Posted: July 12th, 2006 under General.
Comments: 8
Comments
Comment from katie
Time: 12 July 2006, 12:57
friend, happy birthday. 30 looks good on you.
Comment from John
Time: 12 July 2006, 14:06
Well said, my young friend. Though only people 30 and over will understand the Bhopal reference.
Comment from Chad
Time: 12 July 2006, 17:01
I have said this before and I will again: Life is not a race. There is something about being in your thirties that makes a person more comfortable with who they are. You know you’re not going to change much, you’ve learned not to sweat every little thing that disappoints you (like you do in your teens, and to a large extent, your twenties). You just kind of let things happen. I just know that I have been a LOT happier in my thirties than I was in my twenties. So, happy birthday, welcome to the club. Being thirty means you have to quit drinking PBR. Just kidding.
Comment from T&A Lady
Time: 12 July 2006, 22:11
Happy birthday, darling. You’ll always be older and wiser to me.
Comment from maria
Time: 13 July 2006, 02:15
http://www.criterionco.com/asp/release.asp?id=349
happy birthday.
Comment from Libby
Time: 13 July 2006, 08:44
Happy Birthday, Jake.
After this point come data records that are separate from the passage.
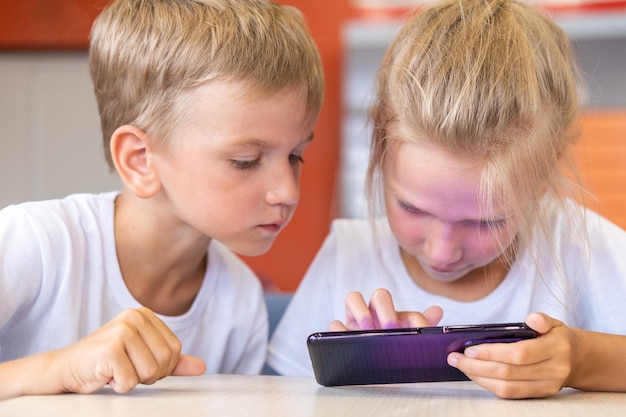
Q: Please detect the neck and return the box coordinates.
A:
[114,193,210,316]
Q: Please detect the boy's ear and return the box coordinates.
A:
[110,125,161,198]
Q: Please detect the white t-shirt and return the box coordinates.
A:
[0,193,268,374]
[268,200,626,375]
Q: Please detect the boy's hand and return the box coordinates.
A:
[56,308,206,393]
[330,289,443,332]
[448,313,573,398]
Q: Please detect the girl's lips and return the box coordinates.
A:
[259,223,283,233]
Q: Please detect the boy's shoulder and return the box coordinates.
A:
[0,192,118,231]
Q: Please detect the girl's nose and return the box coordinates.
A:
[424,220,463,265]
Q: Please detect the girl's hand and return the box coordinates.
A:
[57,308,206,393]
[330,289,443,332]
[448,313,573,398]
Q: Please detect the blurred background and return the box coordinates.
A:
[0,0,626,293]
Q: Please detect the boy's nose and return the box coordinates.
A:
[266,167,300,206]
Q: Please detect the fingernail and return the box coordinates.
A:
[463,348,478,359]
[448,353,459,368]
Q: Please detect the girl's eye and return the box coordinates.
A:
[474,219,507,230]
[231,158,260,170]
[289,154,304,165]
[398,201,426,215]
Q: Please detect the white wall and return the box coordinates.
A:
[0,52,120,207]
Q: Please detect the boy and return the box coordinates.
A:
[0,0,324,399]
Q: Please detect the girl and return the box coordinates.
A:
[268,0,626,398]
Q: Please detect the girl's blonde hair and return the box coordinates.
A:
[90,0,324,168]
[367,0,580,262]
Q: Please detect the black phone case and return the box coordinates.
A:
[307,323,537,386]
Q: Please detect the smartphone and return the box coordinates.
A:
[307,323,537,386]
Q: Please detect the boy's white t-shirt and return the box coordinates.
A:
[0,192,268,374]
[268,200,626,375]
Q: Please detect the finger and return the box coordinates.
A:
[328,320,349,332]
[369,288,400,329]
[346,291,375,330]
[171,355,206,376]
[526,313,562,334]
[423,306,443,326]
[113,309,181,384]
[460,377,561,399]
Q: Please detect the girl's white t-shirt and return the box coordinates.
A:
[268,203,626,375]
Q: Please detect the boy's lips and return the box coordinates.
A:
[259,221,285,233]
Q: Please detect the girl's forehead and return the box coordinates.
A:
[384,141,508,220]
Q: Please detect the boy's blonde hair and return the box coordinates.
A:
[367,0,580,260]
[90,0,324,168]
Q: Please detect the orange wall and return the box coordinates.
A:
[573,109,626,229]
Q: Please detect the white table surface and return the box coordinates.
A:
[0,375,626,417]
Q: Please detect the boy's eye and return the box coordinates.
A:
[289,154,304,165]
[231,158,260,170]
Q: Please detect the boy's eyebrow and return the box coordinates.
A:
[235,132,314,148]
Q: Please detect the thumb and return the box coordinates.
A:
[172,355,206,376]
[422,306,443,326]
[526,313,561,334]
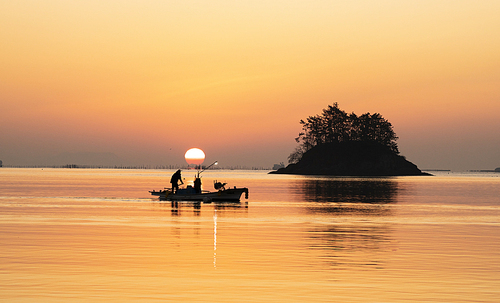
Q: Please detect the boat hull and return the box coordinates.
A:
[150,188,248,202]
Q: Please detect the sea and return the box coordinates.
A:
[0,167,500,302]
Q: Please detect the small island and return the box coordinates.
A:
[270,103,430,176]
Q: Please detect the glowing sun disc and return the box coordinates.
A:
[184,147,205,165]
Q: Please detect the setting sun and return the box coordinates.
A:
[184,148,205,165]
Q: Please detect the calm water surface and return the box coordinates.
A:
[0,168,500,302]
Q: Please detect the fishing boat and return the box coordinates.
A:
[149,161,248,203]
[150,185,248,203]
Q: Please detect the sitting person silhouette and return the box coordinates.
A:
[170,169,184,194]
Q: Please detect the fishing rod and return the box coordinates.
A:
[198,161,219,178]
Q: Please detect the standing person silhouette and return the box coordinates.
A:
[170,169,184,194]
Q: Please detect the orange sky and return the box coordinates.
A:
[0,0,500,170]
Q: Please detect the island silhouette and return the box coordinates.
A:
[271,103,430,176]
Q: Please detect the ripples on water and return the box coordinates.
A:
[0,168,500,302]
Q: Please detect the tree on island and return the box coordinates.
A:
[288,102,399,164]
[270,103,428,176]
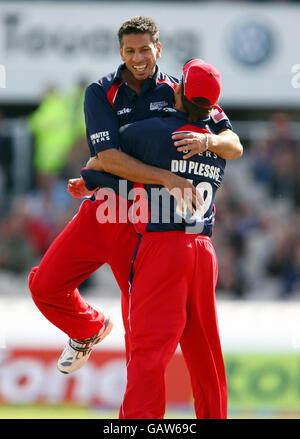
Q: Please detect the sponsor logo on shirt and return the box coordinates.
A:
[150,101,168,111]
[90,131,110,145]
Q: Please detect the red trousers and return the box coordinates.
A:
[29,190,138,340]
[119,232,227,419]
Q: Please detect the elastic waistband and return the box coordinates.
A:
[141,230,211,242]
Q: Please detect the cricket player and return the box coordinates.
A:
[113,59,236,419]
[29,17,240,373]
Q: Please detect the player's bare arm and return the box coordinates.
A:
[172,128,243,160]
[86,148,203,213]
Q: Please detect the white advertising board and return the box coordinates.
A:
[0,1,300,107]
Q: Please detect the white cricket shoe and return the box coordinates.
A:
[57,317,113,373]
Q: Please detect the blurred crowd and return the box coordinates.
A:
[0,81,300,298]
[214,112,300,299]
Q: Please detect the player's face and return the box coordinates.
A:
[120,33,161,81]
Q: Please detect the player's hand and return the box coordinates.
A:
[165,173,204,214]
[172,132,211,159]
[67,177,94,198]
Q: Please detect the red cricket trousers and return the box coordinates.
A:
[29,189,139,340]
[119,231,227,419]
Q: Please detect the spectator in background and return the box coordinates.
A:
[250,112,299,199]
[28,80,86,180]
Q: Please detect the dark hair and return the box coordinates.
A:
[181,80,210,122]
[118,16,159,47]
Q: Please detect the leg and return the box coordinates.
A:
[180,240,227,419]
[119,233,191,419]
[29,200,108,340]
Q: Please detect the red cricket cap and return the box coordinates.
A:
[183,59,222,108]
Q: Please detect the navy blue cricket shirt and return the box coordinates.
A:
[82,64,231,194]
[121,111,226,236]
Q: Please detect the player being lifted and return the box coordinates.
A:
[29,17,241,373]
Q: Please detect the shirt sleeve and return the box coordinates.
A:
[84,83,119,156]
[209,105,232,134]
[81,168,133,197]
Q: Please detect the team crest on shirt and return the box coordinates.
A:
[150,101,168,111]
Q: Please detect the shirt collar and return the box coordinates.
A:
[175,110,210,124]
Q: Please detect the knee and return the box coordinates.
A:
[28,267,49,300]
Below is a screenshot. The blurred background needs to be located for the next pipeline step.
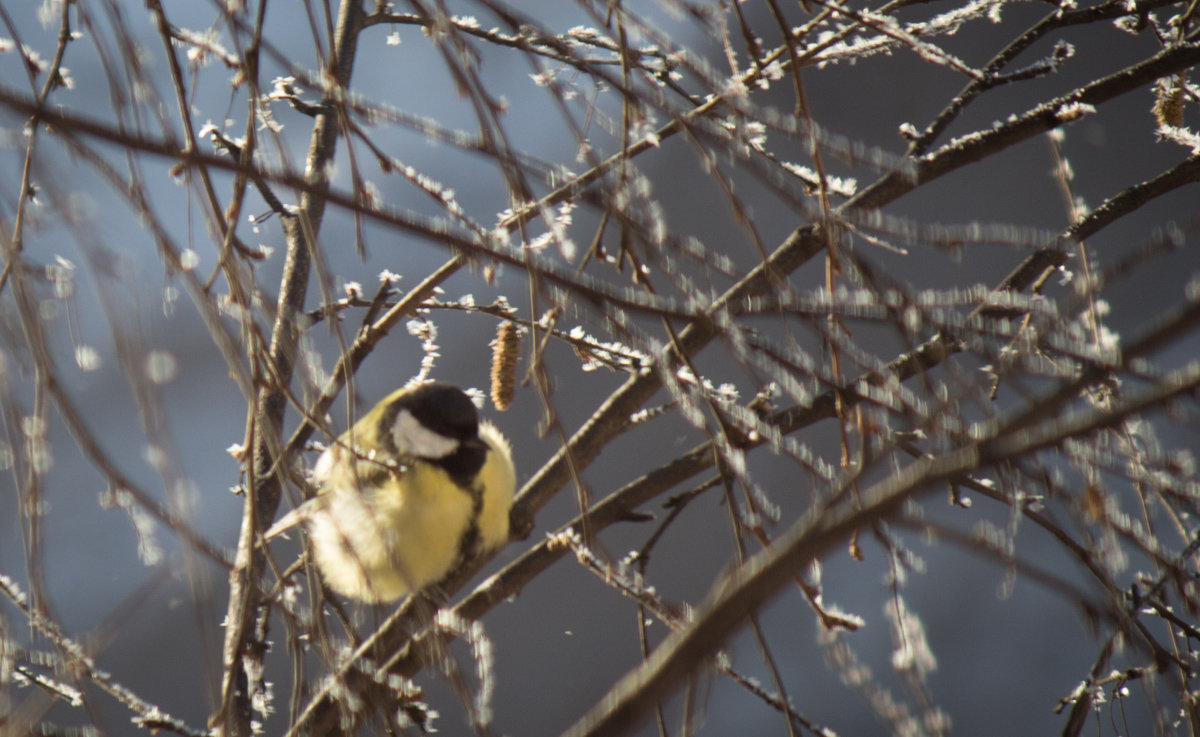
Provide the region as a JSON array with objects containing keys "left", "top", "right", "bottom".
[{"left": 0, "top": 0, "right": 1200, "bottom": 736}]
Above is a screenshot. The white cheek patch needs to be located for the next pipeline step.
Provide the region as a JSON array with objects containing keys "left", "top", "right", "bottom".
[{"left": 391, "top": 409, "right": 458, "bottom": 459}]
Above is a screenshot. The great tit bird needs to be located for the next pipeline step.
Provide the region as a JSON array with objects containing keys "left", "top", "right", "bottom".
[{"left": 266, "top": 382, "right": 516, "bottom": 604}]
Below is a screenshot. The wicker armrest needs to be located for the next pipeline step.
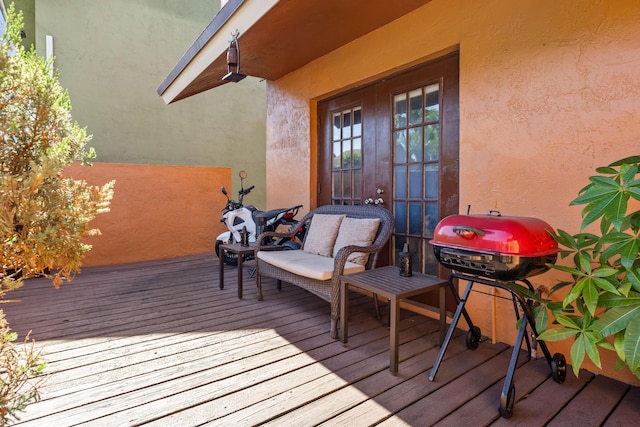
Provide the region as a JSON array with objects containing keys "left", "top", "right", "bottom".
[{"left": 256, "top": 229, "right": 295, "bottom": 252}]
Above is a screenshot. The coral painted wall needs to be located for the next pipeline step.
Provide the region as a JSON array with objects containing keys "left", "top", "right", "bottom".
[
  {"left": 267, "top": 0, "right": 640, "bottom": 382},
  {"left": 65, "top": 163, "right": 231, "bottom": 266}
]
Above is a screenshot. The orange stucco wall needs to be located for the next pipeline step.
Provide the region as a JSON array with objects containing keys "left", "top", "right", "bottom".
[
  {"left": 65, "top": 163, "right": 231, "bottom": 266},
  {"left": 267, "top": 0, "right": 640, "bottom": 383}
]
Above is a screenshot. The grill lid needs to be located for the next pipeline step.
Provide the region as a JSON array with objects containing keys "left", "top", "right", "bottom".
[{"left": 431, "top": 214, "right": 558, "bottom": 257}]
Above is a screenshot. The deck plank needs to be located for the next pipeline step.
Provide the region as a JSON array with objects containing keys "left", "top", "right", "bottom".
[{"left": 604, "top": 387, "right": 640, "bottom": 427}]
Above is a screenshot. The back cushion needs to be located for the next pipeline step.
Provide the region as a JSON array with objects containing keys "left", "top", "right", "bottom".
[
  {"left": 333, "top": 218, "right": 380, "bottom": 265},
  {"left": 302, "top": 214, "right": 345, "bottom": 257}
]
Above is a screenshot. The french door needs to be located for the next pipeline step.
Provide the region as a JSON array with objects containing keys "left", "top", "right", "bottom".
[{"left": 318, "top": 54, "right": 459, "bottom": 274}]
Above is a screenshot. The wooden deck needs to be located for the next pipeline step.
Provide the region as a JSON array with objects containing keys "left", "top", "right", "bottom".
[{"left": 3, "top": 254, "right": 640, "bottom": 427}]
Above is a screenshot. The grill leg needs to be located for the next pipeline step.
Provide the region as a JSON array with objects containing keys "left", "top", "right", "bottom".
[{"left": 429, "top": 277, "right": 473, "bottom": 381}]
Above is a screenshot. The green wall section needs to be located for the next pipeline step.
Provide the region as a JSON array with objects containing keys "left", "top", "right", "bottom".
[{"left": 25, "top": 0, "right": 266, "bottom": 208}]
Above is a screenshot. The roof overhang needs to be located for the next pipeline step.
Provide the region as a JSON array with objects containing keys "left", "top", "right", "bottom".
[{"left": 157, "top": 0, "right": 430, "bottom": 104}]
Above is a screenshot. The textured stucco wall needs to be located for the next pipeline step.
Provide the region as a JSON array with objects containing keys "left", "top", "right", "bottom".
[
  {"left": 64, "top": 163, "right": 231, "bottom": 265},
  {"left": 267, "top": 0, "right": 640, "bottom": 380},
  {"left": 35, "top": 0, "right": 266, "bottom": 206}
]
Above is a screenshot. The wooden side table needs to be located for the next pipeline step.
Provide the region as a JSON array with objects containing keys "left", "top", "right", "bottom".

So far my thirties have rocked. (Would the correct term be “thirties” since I’m just thirty? hummm…) So far my thirty has rocked!
Comment from Sonya
Time: 13 July 2006, 17:57
Did you know greying temples is the new eyebrow piercing?
Huppy huppy, old friend.
Comment from Mia
Time: 14 July 2006, 12:13
cool entry. i luv’d it. quite entertaining. even though it was pen’d by an old timer.